Chinese State researchers and media have talked down the likely impact of US trade measures on the world’s second largest econo­my and described the Trump administration’s posturing on trade as the product of an “anxiety disorder”.

The comments from various government advisers came as US President Donald Trump predicted on Sunday that China would make concessions in the face of rising trade tensions, though China has vowed to not back down in any trade war.

The various statements referred to the trade spat between the world’s two largest economies as Washington’s reaction to China’s fast economic growth.

A researcher with China’s State planning agency yesterday said China’s economy will see little impact from the trade dispute, as the country’s vast domestic market can compensate for any external impact.

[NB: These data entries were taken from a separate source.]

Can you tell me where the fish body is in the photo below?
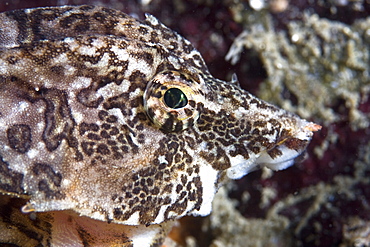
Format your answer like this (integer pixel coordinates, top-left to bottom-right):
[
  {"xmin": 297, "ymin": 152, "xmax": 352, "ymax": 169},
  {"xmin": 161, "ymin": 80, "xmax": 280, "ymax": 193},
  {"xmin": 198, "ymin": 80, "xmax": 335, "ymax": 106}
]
[{"xmin": 0, "ymin": 6, "xmax": 319, "ymax": 247}]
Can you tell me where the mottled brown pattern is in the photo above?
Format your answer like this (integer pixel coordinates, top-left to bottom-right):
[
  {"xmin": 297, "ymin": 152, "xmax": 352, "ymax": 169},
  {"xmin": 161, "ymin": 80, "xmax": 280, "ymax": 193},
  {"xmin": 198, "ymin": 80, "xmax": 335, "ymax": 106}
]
[{"xmin": 0, "ymin": 6, "xmax": 318, "ymax": 247}]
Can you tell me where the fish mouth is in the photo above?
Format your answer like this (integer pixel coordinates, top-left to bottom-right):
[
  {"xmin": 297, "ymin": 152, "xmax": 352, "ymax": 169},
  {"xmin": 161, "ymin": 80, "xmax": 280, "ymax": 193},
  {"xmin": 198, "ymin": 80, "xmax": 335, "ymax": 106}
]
[{"xmin": 256, "ymin": 121, "xmax": 321, "ymax": 171}]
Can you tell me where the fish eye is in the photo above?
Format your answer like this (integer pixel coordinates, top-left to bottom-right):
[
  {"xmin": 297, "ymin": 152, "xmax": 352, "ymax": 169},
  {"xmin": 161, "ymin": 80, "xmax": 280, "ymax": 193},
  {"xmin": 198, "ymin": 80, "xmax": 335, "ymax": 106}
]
[
  {"xmin": 144, "ymin": 71, "xmax": 205, "ymax": 132},
  {"xmin": 164, "ymin": 88, "xmax": 188, "ymax": 109}
]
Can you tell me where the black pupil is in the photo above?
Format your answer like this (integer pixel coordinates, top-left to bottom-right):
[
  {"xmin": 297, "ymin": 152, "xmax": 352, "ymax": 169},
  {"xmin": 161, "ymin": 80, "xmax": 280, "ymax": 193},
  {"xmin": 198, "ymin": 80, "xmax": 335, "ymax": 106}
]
[{"xmin": 164, "ymin": 88, "xmax": 188, "ymax": 109}]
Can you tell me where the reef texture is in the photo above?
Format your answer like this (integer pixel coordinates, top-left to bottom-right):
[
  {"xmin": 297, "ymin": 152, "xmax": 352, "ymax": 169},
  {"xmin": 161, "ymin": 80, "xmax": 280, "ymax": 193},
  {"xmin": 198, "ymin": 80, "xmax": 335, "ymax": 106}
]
[
  {"xmin": 0, "ymin": 2, "xmax": 321, "ymax": 247},
  {"xmin": 0, "ymin": 0, "xmax": 370, "ymax": 247}
]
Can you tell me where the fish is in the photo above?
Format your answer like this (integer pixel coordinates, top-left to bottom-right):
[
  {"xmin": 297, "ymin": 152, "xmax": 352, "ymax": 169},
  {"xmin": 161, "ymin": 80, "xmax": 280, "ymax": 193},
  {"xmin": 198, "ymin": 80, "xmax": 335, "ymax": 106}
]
[{"xmin": 0, "ymin": 5, "xmax": 321, "ymax": 247}]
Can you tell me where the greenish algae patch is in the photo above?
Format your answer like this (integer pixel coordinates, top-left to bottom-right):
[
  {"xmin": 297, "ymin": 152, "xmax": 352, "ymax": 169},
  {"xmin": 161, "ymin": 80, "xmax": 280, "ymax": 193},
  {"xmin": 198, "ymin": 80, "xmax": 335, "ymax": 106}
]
[{"xmin": 226, "ymin": 13, "xmax": 370, "ymax": 130}]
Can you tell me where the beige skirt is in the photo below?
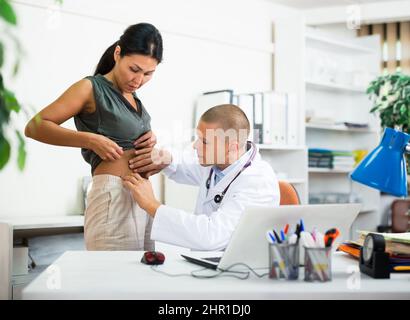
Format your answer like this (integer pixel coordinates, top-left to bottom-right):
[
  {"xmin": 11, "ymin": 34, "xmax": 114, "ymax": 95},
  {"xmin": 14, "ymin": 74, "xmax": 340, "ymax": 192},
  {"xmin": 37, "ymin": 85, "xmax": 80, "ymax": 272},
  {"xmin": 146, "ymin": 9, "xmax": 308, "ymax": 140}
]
[{"xmin": 84, "ymin": 174, "xmax": 154, "ymax": 250}]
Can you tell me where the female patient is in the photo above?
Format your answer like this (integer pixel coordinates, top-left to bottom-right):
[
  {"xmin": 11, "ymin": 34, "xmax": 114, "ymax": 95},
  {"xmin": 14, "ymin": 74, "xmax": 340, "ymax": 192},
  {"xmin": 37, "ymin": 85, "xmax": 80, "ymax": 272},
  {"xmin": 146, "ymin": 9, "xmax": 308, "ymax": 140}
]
[{"xmin": 25, "ymin": 23, "xmax": 162, "ymax": 250}]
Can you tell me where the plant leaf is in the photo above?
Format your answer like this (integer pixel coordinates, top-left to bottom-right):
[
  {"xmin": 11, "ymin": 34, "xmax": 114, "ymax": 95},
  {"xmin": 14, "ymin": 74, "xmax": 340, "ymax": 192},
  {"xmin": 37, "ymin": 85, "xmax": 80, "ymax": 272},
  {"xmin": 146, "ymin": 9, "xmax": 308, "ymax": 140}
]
[
  {"xmin": 0, "ymin": 89, "xmax": 21, "ymax": 112},
  {"xmin": 16, "ymin": 130, "xmax": 27, "ymax": 171},
  {"xmin": 0, "ymin": 135, "xmax": 11, "ymax": 170},
  {"xmin": 0, "ymin": 0, "xmax": 17, "ymax": 25},
  {"xmin": 0, "ymin": 42, "xmax": 4, "ymax": 68}
]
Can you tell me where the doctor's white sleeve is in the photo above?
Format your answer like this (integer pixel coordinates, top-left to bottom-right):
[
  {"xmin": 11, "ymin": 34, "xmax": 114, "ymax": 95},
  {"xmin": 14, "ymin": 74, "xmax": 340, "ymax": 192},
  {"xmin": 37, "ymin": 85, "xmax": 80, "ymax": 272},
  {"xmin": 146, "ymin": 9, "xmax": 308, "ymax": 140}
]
[
  {"xmin": 162, "ymin": 147, "xmax": 207, "ymax": 186},
  {"xmin": 151, "ymin": 184, "xmax": 279, "ymax": 251}
]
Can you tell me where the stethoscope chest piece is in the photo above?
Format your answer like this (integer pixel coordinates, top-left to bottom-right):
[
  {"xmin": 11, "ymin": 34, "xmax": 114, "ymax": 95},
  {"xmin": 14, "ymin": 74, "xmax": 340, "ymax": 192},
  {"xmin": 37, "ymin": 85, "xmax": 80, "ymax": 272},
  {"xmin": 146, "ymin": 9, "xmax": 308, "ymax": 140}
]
[
  {"xmin": 214, "ymin": 194, "xmax": 223, "ymax": 203},
  {"xmin": 205, "ymin": 141, "xmax": 256, "ymax": 204}
]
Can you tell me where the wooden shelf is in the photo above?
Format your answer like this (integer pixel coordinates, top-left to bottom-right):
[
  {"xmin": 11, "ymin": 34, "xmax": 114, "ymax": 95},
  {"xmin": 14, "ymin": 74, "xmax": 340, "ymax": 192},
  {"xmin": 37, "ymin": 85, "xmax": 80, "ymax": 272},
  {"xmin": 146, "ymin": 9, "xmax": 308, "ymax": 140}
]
[
  {"xmin": 308, "ymin": 168, "xmax": 354, "ymax": 174},
  {"xmin": 306, "ymin": 123, "xmax": 377, "ymax": 133},
  {"xmin": 306, "ymin": 33, "xmax": 373, "ymax": 54},
  {"xmin": 257, "ymin": 144, "xmax": 307, "ymax": 151},
  {"xmin": 305, "ymin": 79, "xmax": 366, "ymax": 94}
]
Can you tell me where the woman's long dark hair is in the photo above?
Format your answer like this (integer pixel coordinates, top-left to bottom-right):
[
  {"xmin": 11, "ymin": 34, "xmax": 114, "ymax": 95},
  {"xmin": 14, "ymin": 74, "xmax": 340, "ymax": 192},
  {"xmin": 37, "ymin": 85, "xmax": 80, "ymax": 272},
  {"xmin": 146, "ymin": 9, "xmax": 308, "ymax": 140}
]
[{"xmin": 94, "ymin": 23, "xmax": 162, "ymax": 75}]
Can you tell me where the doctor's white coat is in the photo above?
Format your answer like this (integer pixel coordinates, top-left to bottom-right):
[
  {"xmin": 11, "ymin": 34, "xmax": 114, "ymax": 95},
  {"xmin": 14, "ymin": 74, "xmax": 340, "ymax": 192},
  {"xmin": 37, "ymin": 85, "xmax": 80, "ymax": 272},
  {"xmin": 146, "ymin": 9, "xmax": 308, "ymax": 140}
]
[{"xmin": 151, "ymin": 146, "xmax": 280, "ymax": 251}]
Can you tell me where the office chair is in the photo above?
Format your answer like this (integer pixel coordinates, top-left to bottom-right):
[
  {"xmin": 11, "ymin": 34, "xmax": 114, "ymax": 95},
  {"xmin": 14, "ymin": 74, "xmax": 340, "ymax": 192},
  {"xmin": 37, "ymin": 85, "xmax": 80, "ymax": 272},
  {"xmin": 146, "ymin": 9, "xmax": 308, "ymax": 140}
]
[{"xmin": 279, "ymin": 181, "xmax": 300, "ymax": 206}]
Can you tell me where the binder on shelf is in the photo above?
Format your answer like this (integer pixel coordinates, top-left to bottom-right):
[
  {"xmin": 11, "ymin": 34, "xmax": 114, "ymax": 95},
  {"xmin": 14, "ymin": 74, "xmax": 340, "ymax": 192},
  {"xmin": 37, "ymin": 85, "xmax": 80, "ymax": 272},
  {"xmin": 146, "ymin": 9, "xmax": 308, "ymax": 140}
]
[
  {"xmin": 238, "ymin": 94, "xmax": 255, "ymax": 141},
  {"xmin": 194, "ymin": 89, "xmax": 233, "ymax": 127},
  {"xmin": 263, "ymin": 91, "xmax": 288, "ymax": 145},
  {"xmin": 272, "ymin": 92, "xmax": 288, "ymax": 145},
  {"xmin": 287, "ymin": 93, "xmax": 299, "ymax": 145},
  {"xmin": 253, "ymin": 92, "xmax": 263, "ymax": 143},
  {"xmin": 262, "ymin": 92, "xmax": 273, "ymax": 144}
]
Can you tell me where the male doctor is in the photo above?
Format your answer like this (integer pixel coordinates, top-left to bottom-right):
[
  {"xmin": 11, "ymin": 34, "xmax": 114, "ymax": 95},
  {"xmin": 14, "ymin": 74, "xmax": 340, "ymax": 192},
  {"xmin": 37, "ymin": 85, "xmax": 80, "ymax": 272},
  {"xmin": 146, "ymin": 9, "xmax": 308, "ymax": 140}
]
[{"xmin": 123, "ymin": 105, "xmax": 280, "ymax": 251}]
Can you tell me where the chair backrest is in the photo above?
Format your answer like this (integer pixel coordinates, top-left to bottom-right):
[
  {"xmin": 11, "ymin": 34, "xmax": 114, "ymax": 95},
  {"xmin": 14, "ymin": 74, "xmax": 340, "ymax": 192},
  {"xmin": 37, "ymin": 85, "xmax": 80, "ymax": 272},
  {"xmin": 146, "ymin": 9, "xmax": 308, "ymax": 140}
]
[{"xmin": 279, "ymin": 181, "xmax": 300, "ymax": 206}]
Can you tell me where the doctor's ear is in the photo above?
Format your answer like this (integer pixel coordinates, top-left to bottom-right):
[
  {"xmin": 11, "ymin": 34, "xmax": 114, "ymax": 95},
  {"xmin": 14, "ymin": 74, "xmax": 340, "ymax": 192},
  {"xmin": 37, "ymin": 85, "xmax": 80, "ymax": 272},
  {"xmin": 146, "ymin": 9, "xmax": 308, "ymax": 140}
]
[{"xmin": 114, "ymin": 45, "xmax": 121, "ymax": 62}]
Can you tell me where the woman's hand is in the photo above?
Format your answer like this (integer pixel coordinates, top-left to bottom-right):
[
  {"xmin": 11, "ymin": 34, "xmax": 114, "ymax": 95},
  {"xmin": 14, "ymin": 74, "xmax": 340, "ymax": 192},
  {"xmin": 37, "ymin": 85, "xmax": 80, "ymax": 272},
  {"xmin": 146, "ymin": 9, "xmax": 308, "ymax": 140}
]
[
  {"xmin": 122, "ymin": 173, "xmax": 161, "ymax": 216},
  {"xmin": 134, "ymin": 131, "xmax": 157, "ymax": 149},
  {"xmin": 129, "ymin": 148, "xmax": 172, "ymax": 178},
  {"xmin": 88, "ymin": 133, "xmax": 124, "ymax": 161}
]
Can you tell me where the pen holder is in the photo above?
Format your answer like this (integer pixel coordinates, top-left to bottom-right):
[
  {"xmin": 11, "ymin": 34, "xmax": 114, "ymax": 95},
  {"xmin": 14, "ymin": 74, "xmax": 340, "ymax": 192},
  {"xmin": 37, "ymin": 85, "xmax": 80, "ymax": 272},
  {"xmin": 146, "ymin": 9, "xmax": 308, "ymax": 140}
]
[
  {"xmin": 269, "ymin": 243, "xmax": 299, "ymax": 280},
  {"xmin": 304, "ymin": 247, "xmax": 332, "ymax": 282}
]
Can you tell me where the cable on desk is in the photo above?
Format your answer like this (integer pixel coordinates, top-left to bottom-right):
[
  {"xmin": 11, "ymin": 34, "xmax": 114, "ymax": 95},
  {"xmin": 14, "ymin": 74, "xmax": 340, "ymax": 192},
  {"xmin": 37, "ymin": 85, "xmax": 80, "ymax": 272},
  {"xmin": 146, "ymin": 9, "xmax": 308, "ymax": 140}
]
[{"xmin": 151, "ymin": 262, "xmax": 268, "ymax": 280}]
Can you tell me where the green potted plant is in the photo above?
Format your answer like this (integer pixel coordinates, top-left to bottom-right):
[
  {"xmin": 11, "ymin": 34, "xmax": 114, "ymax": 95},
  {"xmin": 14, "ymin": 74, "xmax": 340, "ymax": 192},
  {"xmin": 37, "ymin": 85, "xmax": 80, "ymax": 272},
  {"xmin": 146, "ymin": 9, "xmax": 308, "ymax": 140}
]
[
  {"xmin": 366, "ymin": 72, "xmax": 410, "ymax": 181},
  {"xmin": 0, "ymin": 0, "xmax": 26, "ymax": 170},
  {"xmin": 367, "ymin": 73, "xmax": 410, "ymax": 133}
]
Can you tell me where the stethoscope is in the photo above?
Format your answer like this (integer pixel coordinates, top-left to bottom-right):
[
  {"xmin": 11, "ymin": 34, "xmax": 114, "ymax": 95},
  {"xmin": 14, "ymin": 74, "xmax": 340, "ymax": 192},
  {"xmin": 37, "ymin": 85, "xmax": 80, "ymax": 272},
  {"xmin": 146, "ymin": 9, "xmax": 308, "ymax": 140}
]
[{"xmin": 205, "ymin": 141, "xmax": 257, "ymax": 203}]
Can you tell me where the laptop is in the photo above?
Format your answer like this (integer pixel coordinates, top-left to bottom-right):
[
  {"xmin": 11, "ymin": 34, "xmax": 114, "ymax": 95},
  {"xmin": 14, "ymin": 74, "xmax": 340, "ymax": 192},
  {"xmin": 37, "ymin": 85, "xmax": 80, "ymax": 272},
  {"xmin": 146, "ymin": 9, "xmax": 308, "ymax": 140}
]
[{"xmin": 181, "ymin": 203, "xmax": 362, "ymax": 270}]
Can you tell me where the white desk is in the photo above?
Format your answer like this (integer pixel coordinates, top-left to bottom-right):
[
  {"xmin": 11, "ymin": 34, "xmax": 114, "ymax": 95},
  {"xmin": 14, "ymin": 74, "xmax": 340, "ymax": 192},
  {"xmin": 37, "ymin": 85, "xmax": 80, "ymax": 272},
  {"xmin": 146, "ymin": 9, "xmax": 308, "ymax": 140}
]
[
  {"xmin": 23, "ymin": 251, "xmax": 410, "ymax": 300},
  {"xmin": 0, "ymin": 215, "xmax": 84, "ymax": 299}
]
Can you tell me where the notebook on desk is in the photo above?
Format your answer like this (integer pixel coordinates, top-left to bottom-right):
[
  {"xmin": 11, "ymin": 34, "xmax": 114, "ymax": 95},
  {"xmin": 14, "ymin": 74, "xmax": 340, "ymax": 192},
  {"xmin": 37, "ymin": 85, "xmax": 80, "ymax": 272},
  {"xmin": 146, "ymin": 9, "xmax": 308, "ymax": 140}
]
[{"xmin": 182, "ymin": 203, "xmax": 362, "ymax": 270}]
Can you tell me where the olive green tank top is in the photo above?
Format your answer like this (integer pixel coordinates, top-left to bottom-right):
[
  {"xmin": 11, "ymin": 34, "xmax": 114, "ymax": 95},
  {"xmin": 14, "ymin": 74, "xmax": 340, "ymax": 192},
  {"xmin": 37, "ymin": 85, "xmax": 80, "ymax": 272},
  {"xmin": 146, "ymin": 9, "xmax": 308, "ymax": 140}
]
[{"xmin": 74, "ymin": 74, "xmax": 151, "ymax": 173}]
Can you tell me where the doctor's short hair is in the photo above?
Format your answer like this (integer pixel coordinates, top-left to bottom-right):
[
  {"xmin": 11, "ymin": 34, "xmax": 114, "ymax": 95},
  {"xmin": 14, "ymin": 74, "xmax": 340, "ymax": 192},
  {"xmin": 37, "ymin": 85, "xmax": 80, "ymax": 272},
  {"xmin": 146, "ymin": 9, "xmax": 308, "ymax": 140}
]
[{"xmin": 200, "ymin": 104, "xmax": 250, "ymax": 142}]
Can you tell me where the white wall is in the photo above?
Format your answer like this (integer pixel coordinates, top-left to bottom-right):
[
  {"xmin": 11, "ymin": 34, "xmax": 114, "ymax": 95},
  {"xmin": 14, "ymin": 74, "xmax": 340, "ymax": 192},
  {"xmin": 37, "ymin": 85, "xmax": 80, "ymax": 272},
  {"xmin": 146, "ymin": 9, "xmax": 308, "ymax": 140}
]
[
  {"xmin": 304, "ymin": 0, "xmax": 410, "ymax": 25},
  {"xmin": 0, "ymin": 0, "xmax": 303, "ymax": 216}
]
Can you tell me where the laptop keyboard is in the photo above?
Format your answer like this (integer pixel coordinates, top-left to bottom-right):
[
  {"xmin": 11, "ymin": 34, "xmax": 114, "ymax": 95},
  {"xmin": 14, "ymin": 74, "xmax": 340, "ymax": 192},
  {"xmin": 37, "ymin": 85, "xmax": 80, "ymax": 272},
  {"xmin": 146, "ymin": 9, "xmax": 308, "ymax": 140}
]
[{"xmin": 202, "ymin": 257, "xmax": 221, "ymax": 262}]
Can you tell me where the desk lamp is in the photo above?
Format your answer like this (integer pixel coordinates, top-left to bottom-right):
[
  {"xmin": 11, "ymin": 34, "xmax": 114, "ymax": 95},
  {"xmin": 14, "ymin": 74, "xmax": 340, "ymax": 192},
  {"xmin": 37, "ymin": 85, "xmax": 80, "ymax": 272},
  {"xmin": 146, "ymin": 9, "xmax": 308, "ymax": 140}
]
[
  {"xmin": 350, "ymin": 128, "xmax": 410, "ymax": 197},
  {"xmin": 351, "ymin": 128, "xmax": 410, "ymax": 279}
]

“As China’s economy is stable and improving... the China-US trade friction will impact our economy, but the impact will be limited,” Wang Changlin, a researcher at the National Development and Reform Commission, wrote in a post on the commission’s official microblog account.

Even with the US tariffs, China can still reach its 2018 GDP growth target of around 6.5 per cent, and the impact on employment will be limited, Wang wrote.

Fan Gang, an influential economist and adviser to China’s central bank, on Sunday flagged the possibility of a US trade war as the US economy faces pressure from China’s rapid development. The Chinese Communist Party’s official newspaper yesterday described US trade policies as a populist tilt by Trump ahead of the US mid-term elections but that the steps would ultimately end up hurting US households through higher consumer prices.

“In the world’s perception, the US is overshadowed by an anxiety disorder and is very keen to show its anxiety,” the People’s Daily said in a commentary yesterday.

Focus this week will be on high-level comments at the Boao Forum for Asia, an economic conference in Hainan province, with President Xi Jinping and International Monetary Fund Managing director Christine Lagarde delivering speeches today.

Discussion of the trade dispute also touched on the possibility of China leveraging its massive holdings of US government debt, which has been dubbed the “nuclear option”. Zhang Yuyan, a researcher at the Chinese Academy of Social Sciences, a government think-tank, said China was unlikely to sell off its holdings of US Treasury bonds as a tactic in its trade dispute with the US.

“On whether China will reduce its foreign exchange reserves, how policymakers think, I don’t know. I personally believe this possibility is very small,” Zhang said on Sunday in Boao.

However, in separate comments, central bank adviser Fan yesterday said China should make better use of its capital reserves by investing in real assets, rather than US debt, reiterating a long-standing call from economists for China to diversify its holdings.